---
name: clade-observability
description: |
  Monitor Claude API calls — log tokens, latency, costs, errors, and
  Use when working with observability patterns.
  set up alerts for production Claude integrations.
  Trigger with "anthropic monitoring", "claude observability",
  "track claude usage", "anthropic logging".
allowed-tools: Read, Write, Edit
version: 1.0.0
license: MIT
author: Jeremy Longshore <jeremy@intentsolutions.io>
compatible-with: claude-code
tags: [saas, anthropic, claude, monitoring, observability]
---

# Anthropic Observability

## Overview
Every `messages.create` call should be instrumented.

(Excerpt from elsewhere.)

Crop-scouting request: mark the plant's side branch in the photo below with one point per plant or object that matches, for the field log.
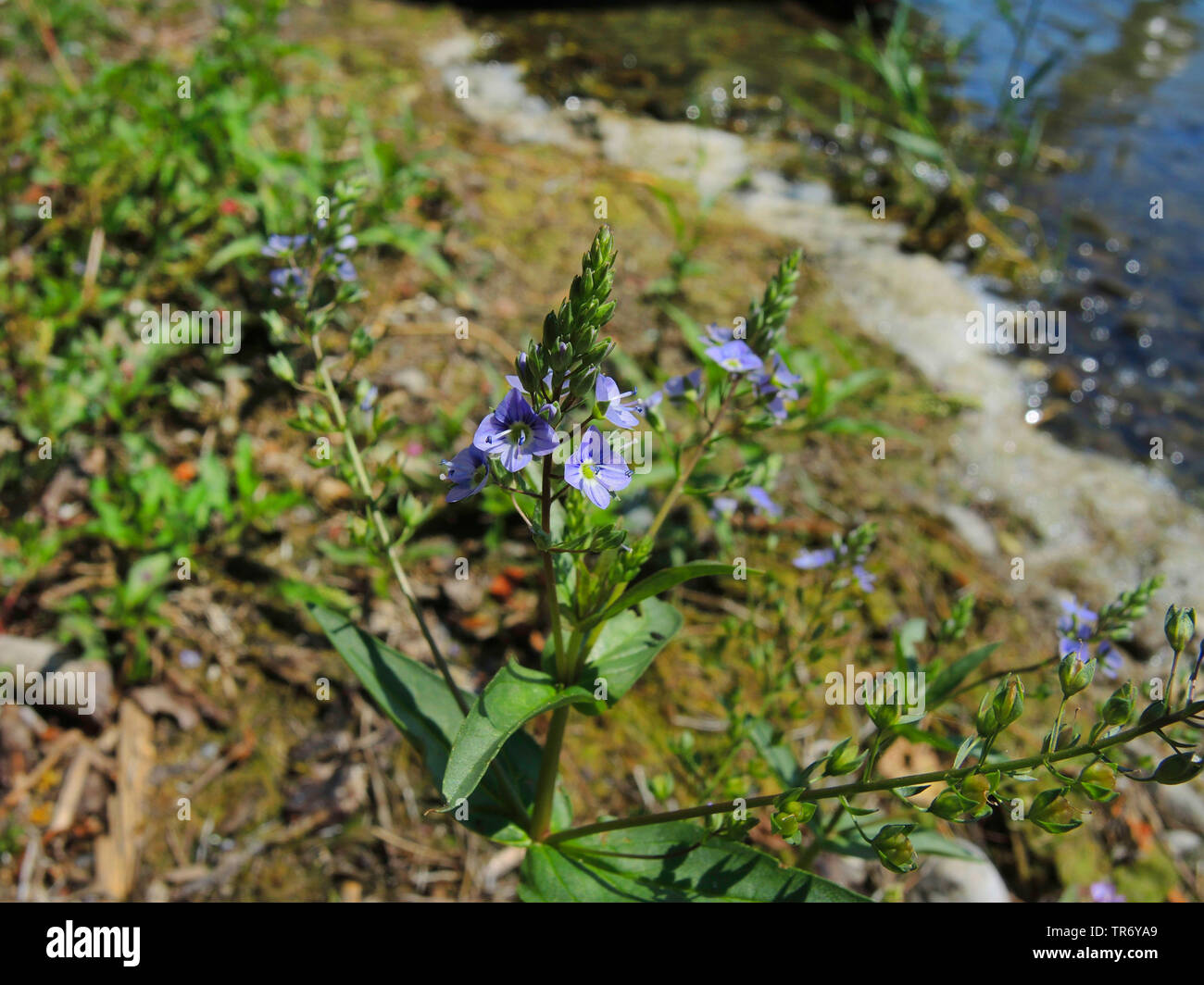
(382, 529)
(915, 779)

Track tokens, latency, cost, model, and errors.

## Logging Wrapper
```typescript
import Anthropic from '@claude-ai/sdk';

const client = new Anthropic();

async function trackedCreate(params: Anthropic.MessageCreateParams) {
  const start = performance.now();
  try {
    const message = await client.messages.create(params);
    const durationMs = Math.round(performance.now() - start);

    const log = {
      timestamp: new Date().toISOString(),
      model: message.model,
      input_tokens: message.usage.input_tokens,
      output_tokens: message.usage.output_tokens,
      cache_read_tokens: message.usage.cache_read_input_tokens || 0,
      duration_ms: durationMs,
      stop_reason: message.stop_reason,
      estimated_cost: estimateCost(message.model, message.usage),
    };
    console.log('anthropic_request', JSON.stringify(log));

    return message;
  } catch (err) {
    const durationMs = Math.round(performance.now() - start);
    console.error('anthropic_error', JSON.stringify({
      timestamp: new Date().toISOString(),
      model: params.model,
      error_type: err instanceof Anthropic.APIError ? err.error?.type : 'unknown',
      status: err instanceof Anthropic.APIError ? err.status : null,
      request_id: err instanceof Anthropic.APIError ? err.headers?.['request-id'] : null,
      duration_ms: durationMs,
    }));
    throw err;
  }
}

function estimateCost(model: string, usage: Anthropic.Usage): number {
  const rates: Record<string, [number, number]> = {
    'claude-opus-4-20250514': [15, 75],
    'claude-sonnet-4-20250514': [3, 15],
    'claude-haiku-4-5-20251001': [0.80, 4],
  };
  const [inputRate, outputRate] = rates[model] || [3, 15];
  return (usage.input_tokens * inputRate + usage.output_tokens * outputRate) / 1_000_000;
}
```

## Key Metrics to Track
| Metric | Source | Alert Threshold |
|--------|--------|----------------|
| Error rate | error logs | > 5% over 5 minutes |
| p95 latency | duration_ms | > 10s (Sonnet) |
| Daily cost | estimated_cost sum | > 2x daily average |
| 429 rate | error_type = rate_limit | > 10/minute |
| 529 rate | error_type = overloaded | > 5/minute |
| Token usage | input_tokens + output_tokens | > daily budget |

## Anthropic Console Monitoring
- **Usage dashboard**: console.anthropic.com → Usage
- **Spending limits**: console.anthropic.com → Settings → Limits
- **API logs**: Not available via API — use your own logging

## Output
- Every Claude API call logged with tokens, latency, cost estimate, and model
- Error calls logged with request ID, status code, and error type
- Metrics dashboarded: error rate, p95 latency, daily cost, 429/529 rates
- Spending alerts configured in Anthropic console

## Error Handling
| Error | Cause | Solution |
|-------|-------|----------|
| API Error | Check error type and status code | See `clade-common-errors` |

## Examples
See Logging Wrapper with `trackedCreate()`, `estimateCost()` function, Key Metrics table with alert thresholds, and Anthropic Console Monitoring section above.

## Resources
- [Usage Dashboard](https://console.anthropic.com/settings/usage)
- [Rate Limits](https://docs.anthropic.com/en/api/rate-limits)

## Next Steps
See `clade-incident-runbook` for when things go wrong.

## Prerequisites
- Completed `clade-install-auth`
- Logging infrastructure (console, structured logs, or observability platform)
- Production Claude integration to monitor

## Instructions

### Step 1: Review the patterns below
Each section contains production-ready code examples. Copy and adapt them to your use case.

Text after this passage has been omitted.